Cem Ulucan, Mayıs ayında Adalar'da basın açıklaması yapan arkadaşlarının yanına gidip selam vermiş. Bu da onun hem bursunun kesilmesine hem de yurttan atılmasına sebep olmuş. Psikolojisinin bozulduğunu söyleyen Cem, içine kapandığını hep tedirgin olduğunu anlatıyor. Ailesine durumu anlatamadığını da belirten Cem, 'Annem fabrikada işçi. Babam da su tesisatçısı, iş çıkarsa çalışıyor. Yunus Emre Erkek Öğrenci Yurdu'ndan atıldım. Haziran ayında bursum askıya alındı, alamıyorum. Aralık ayında da kesin olarak kesildi. Karşı dava açtım ben de. Anneme burs başvurularının her yıl yenilendiğini bu yıl başvuruyu kaçırdığımı söyledim. Annem her başvuru zamanını sordukça konuyu değiştiriyorum. Kendimi kötü hissediyorum' diyor.

'İHMAL ETMEK ZORUNDA KALDIM'
İş bulup çalıştığını ama okulunu ihmal ettiğini de söyleyen Cem, 'Günlük işler oluyor onlara gidiyorum. Broşür dağıtımı ya da giyim mağazalarında sayım işleri oluyor. Onlara gidiyorum. Bursa'da giyim mağazalarının sayım işi oluyor. Sabah git akşam geç gel. Derse gidemiyordum. Psikolojik sebeplerden de derse gidemiyordum, özellikle ilk zamanlar. İçime kapandım, kendimi yalnız ötelenmiş hissettim.
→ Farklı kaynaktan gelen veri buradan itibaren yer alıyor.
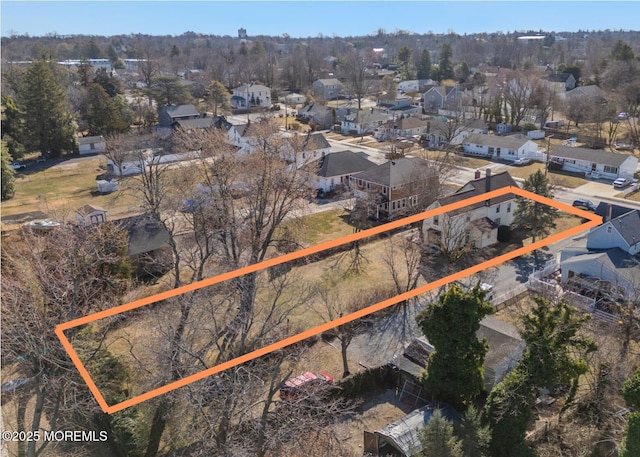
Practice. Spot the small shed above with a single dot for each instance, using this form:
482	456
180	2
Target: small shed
400	438
91	145
91	214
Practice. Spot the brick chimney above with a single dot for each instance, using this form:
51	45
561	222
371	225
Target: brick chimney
487	185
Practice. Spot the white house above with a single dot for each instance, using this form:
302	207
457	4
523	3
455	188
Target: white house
327	89
474	225
363	122
335	169
251	95
595	163
91	145
304	148
622	232
502	147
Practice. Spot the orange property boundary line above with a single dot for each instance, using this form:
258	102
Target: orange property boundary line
60	329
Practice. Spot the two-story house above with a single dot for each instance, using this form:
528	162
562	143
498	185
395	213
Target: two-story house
251	95
395	188
327	89
475	225
441	97
610	265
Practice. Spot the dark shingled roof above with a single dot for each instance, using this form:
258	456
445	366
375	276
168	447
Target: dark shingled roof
181	110
616	210
477	187
395	172
145	233
343	163
590	155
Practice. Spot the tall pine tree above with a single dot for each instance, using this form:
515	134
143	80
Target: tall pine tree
49	126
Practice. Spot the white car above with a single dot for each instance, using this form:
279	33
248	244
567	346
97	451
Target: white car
620	183
522	161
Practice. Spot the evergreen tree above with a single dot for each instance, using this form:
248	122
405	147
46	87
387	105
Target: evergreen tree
424	65
475	436
48	125
7	180
537	218
445	64
455	370
438	440
12	127
631	394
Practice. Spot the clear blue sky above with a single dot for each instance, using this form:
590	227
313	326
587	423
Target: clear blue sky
305	18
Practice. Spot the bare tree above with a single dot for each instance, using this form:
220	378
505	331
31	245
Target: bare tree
354	68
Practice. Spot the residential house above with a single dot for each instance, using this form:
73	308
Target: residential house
401	438
172	113
327	89
324	116
508	148
394	188
405	127
595	163
91	145
335	170
442	132
148	244
622	232
610	264
91	214
560	82
415	85
251	95
505	350
293	99
474	225
441	97
302	149
362	122
591	92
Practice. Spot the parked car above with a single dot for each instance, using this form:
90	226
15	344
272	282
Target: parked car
17	166
521	161
621	183
294	388
584	204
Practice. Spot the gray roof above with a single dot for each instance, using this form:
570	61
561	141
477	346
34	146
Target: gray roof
316	141
181	110
478	187
395	172
343	163
91	139
508	142
403	433
628	225
616	259
198	123
590	155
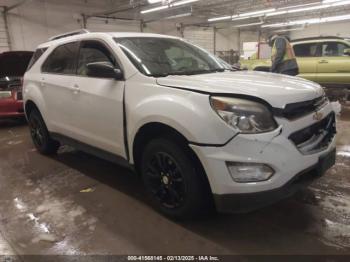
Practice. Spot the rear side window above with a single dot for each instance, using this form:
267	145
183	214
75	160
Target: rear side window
333	49
307	50
38	53
92	52
62	60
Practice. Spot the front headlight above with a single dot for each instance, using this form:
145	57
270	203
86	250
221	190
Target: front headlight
245	116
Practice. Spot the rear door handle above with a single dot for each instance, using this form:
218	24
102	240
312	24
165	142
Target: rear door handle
323	62
76	89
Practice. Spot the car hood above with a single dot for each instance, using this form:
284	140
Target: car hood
278	90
Ama bursum geri yatmazsa bu şekilde çok sürdüremem ' dedi.

'SADECE ANNEME SÖYLEYEBİLDİM'
Maddi olarak yaşadıkları zorlukları anlatan Tuğçe, süreci arkadaşlarıyla kolektif şekilde atlatabilmiş. Yurttan atılan arkadaşlarının yaşadığı sorunları da dile getiren Tuğçe, bursunun kesildiğini sadece annesine söyleyebilmiş, babasının durumdan haberi olmamış. Çoğu arkadaşının ailesine durumu söylemediğini anlatan Tuğçe, bursu kesilen arkadaşlarının maddi sebeplerden dolayı derslerine devam edemediğini de anlattı. Evde dört kişi kalıyorken hepsinin de bursunun kesildiğini söyleyen Tuğçe, 'Doğalgazı ödeyemediğimiz için evi kapatmak zorunda kaldık. Doğalgazı kesmeye geliyorlardı. Yalvarıyorduk abiye kredimizi kesitler bari sen de doğalgazı kesme gibisinden' dedi. Bir evde on bir kişi kaldıkları dönem olduğunu ve hep birlikte belediyenin gazete dağıtım işini ya da giyim mağazalarının sayım işini yaptıklarını anlatan Tuğçe, aralarında paylaşım yaparak en çok kimin paraya ihtiyacı varsa ona destek olmuşlar.

ARPACI: ÇOK ACIMASIZCA
Tuğçe ve Cem'in avukatlığını yapan Pınar Çelik Arpacı, öğrenciler üzerindeki bu uygulamanın çok acımasızca olduğunu söyleyerek, ' Üniversite öğrencisi ihtiyaç sahibidir. Burs yönetmeliği, yurtta barınma boşuna çıkartılmamış. Üniversite öğrencisine nasıl baskı yaparsın? Parasızlıkla, yersiz yurtsuzlukla. Mayıs ayında katıldıkları eylemler için OHAL'e aykırılık gerekçe gösterildi. Bursları krediye çevrilip, kesildi. Daha sonra yurttan atıldılar.Sadece soruşturma geçirmesi bile burslarının krediye çevrilmesine sonra da kesilmesine sebep oluyor. Aynı zamanda yurtta kalıyorsa kişi, yurttan da süresiz çıkartılıyor.Okullarda da disiplin soruşturması devam ediyor. Yine OHAL'e aykırılıktan da savcılık soruşturması devam ediyor. Savcılık ön ödeme yazısı gönderip 912 lira para öderseniz dava açmayacağız, ödemezseniz dava açacağız diyor. Basit bir demokratik hakkını kullanıp, basın açıklamasına katıldığın için bursun, kredin kesiliyor, yurttan atılıyorsun. Seni açlıkla terbiye ediyor. Ağustos 2016'da yönetmeliği değiştirmişler. Önceden mahkeme kararı gerekiyordu yurttan atmak ya da kredinin kesilmesi için ama şimdi soruşturma açılması yetiyor. Belki beraat edecek, belki bir hata var, isim benzerliği vs. Suçu sabit olana kadar herkes masumdur' ifadelerini kullandı.